Он считал октябрь по-настоящему принесшим удачу. Молодой мужчина, уверенный в себе, с надежной специальностью меньше чем через год, уже сейчас работающий без маминой протекции, провожает собственную девушку по вечернему городу, придерживает зонт, неторопливо обсуждая проведенный день и общих знакомых. Горделивым петушком он оглядывает промокшие улицы, равнодушных прохожих, заполненный транспорт. А вдруг прямо сейчас на него смотрят женщины с влажным восхищением во взгляде и, чем черт не шутит, даже мужчины с потаенной завистью. Но прохожие отгородились зонтами, проходили мимо, опуская лица, прячась под капюшоны. Даже нищий, одиноко стоящий на углу, не смотрел на него с надеждой, а прятал красный нос в потрепанном воротнике. Толик притормозил и, передав зонт Ольге, судорожно зашарил по карманам.

– Деньги есть? Ну то есть мелочь… – Уточнил он и покраснел.

– Да. Рублей сорок, может чуть больше. – она подняла на него вопросительный взгляд.

– Вон, – Толик указал на нищего. У его ног лежала шапка с несколькими монетами и мокрой бумажной купюрой. – Одолжи, нуу… – Он замялся что-то подсчитывая про себя. —рублей 15. да! – при последнем слове у него вырвался смешок, больше похожий на нервное повизгивание, еще раз покраснел и нахмурился.

Ольга протянула ему указанную сумму, и Анатоль, гордо вышагивая, двинулся к попрошайке.
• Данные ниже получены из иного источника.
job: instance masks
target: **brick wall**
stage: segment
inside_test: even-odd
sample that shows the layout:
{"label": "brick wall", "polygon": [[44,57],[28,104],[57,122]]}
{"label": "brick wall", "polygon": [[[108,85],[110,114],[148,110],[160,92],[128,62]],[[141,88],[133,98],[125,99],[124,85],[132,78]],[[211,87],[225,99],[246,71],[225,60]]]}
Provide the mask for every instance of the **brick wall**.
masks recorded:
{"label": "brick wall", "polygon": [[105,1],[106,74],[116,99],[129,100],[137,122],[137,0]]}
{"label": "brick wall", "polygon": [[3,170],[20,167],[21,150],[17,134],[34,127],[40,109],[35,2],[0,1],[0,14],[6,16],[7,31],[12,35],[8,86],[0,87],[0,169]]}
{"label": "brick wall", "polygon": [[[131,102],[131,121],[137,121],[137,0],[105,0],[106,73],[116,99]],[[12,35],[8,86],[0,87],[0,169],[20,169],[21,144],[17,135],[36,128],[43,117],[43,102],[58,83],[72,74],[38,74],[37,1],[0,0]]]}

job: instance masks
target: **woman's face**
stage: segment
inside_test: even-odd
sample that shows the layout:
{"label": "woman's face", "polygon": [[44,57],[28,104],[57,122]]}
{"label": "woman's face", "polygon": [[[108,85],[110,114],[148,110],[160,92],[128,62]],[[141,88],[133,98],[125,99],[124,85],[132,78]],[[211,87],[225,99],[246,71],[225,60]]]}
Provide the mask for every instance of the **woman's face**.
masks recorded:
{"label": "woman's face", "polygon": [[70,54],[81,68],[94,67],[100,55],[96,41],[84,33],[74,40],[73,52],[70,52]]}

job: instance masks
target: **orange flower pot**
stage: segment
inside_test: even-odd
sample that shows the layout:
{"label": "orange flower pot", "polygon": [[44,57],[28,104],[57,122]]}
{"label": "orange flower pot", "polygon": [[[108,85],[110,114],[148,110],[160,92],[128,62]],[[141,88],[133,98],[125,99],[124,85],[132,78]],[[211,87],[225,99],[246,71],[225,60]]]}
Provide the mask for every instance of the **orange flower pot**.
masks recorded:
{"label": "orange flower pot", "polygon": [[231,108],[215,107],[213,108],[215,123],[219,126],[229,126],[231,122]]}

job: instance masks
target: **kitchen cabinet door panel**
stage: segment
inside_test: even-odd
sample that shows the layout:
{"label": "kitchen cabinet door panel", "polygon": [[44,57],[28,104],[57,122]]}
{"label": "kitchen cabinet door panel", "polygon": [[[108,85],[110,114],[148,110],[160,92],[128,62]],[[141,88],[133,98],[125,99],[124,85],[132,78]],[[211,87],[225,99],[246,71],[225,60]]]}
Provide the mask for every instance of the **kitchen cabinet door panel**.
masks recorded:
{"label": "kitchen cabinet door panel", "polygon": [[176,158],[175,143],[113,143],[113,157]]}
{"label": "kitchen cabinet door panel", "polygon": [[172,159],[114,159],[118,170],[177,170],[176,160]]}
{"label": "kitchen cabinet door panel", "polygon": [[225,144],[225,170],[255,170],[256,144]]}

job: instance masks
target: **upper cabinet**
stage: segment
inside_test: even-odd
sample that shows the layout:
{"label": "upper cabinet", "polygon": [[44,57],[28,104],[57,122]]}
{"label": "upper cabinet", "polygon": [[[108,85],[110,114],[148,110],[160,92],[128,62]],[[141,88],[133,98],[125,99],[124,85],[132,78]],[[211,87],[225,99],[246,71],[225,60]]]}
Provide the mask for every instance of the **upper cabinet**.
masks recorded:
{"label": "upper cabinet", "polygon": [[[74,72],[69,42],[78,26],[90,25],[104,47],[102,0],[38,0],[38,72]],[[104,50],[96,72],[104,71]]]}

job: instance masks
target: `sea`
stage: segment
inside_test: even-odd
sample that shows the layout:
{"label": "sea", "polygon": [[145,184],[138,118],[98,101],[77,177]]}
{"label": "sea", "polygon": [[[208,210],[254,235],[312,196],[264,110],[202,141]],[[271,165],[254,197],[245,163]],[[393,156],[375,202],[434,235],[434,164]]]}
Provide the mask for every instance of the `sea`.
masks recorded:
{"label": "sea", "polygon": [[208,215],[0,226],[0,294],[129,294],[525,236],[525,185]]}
Тот, наконец, поднял голову, быстро глянул на парочку, отвернулся, закурил, снова бросил короткий взгляд на него, на нее, на дом позади, на меняющий цвет светофор.

– че, мужик, похмелиться небось хочешь?

– Ага! – мужик осклабился, появились желтые кривые зубы, в мутных глазах сверкнул огонек интереса. – Бошку со вчерашнего знаешь, как выламывает?!

Толя понимающе кивнул, лицо посерьезнело, и он попытался добавить строгости в голос:

– Шел бы ты, Дядя, работать, я тебе серьезно говорю. Денег я тебе дам, но чтоб я тебя не видел тут! Понял меня? Хорошо понял?

мужчина, а это уже был пожилой человек, за 60 лет серьезно, без улыбки посмотрел на Анатолия и очень тихо ответил:

– Да я тебя понял, а вот че я тебе скажу, муфлон лабрадорский… – говорил он без интонаций, не повышая и не понижая тона, Поэтому Анатолий не сразу понял, что его прилюдно обозвали, а поняв, замешкался и не успел сообразить, как правильно реагировать. —вали отсюда, и бабу свою бери, и если чего я тебе устрою базззар вахзал…

потом живо взял деньги, сделал испуганное лицо, схватил шапку, кое-как рассовал мелочь по карманам и быстро ушел.

– Чего это он? – Спросила Ольга. В ее непонимающей улыбке застыл испуг.

– А просто какой—то старый козел, бомж…

толик неопределенно хмыкнул, пытаясь за уверенным тоном скрыть растерянность.

Его собственный образ уверенного в себе мужчины был поколеблен старым алкашом, выразительные глаза Оленьки будто таили усмешку, и проезжающее авто, словно подтверждая его ничтожность, окатило водой из лужи. Он долго и озлобленно матерился, переходя в агрессивное бурчание. А ничего не понимающая девушка лишь сочувственно и испуганно гладила его по руке, уговаривая не обращать внимания на всяких дураков. Толик не пригласил Ольгу, как изначально намеревался, к себе в гости, а поскорее распрощался с ней у ближайшей остановки, неубедительно пробормотав что-то насчет внезапно возникших дел… И тут ведь ей совсем чуть-чуть доехать.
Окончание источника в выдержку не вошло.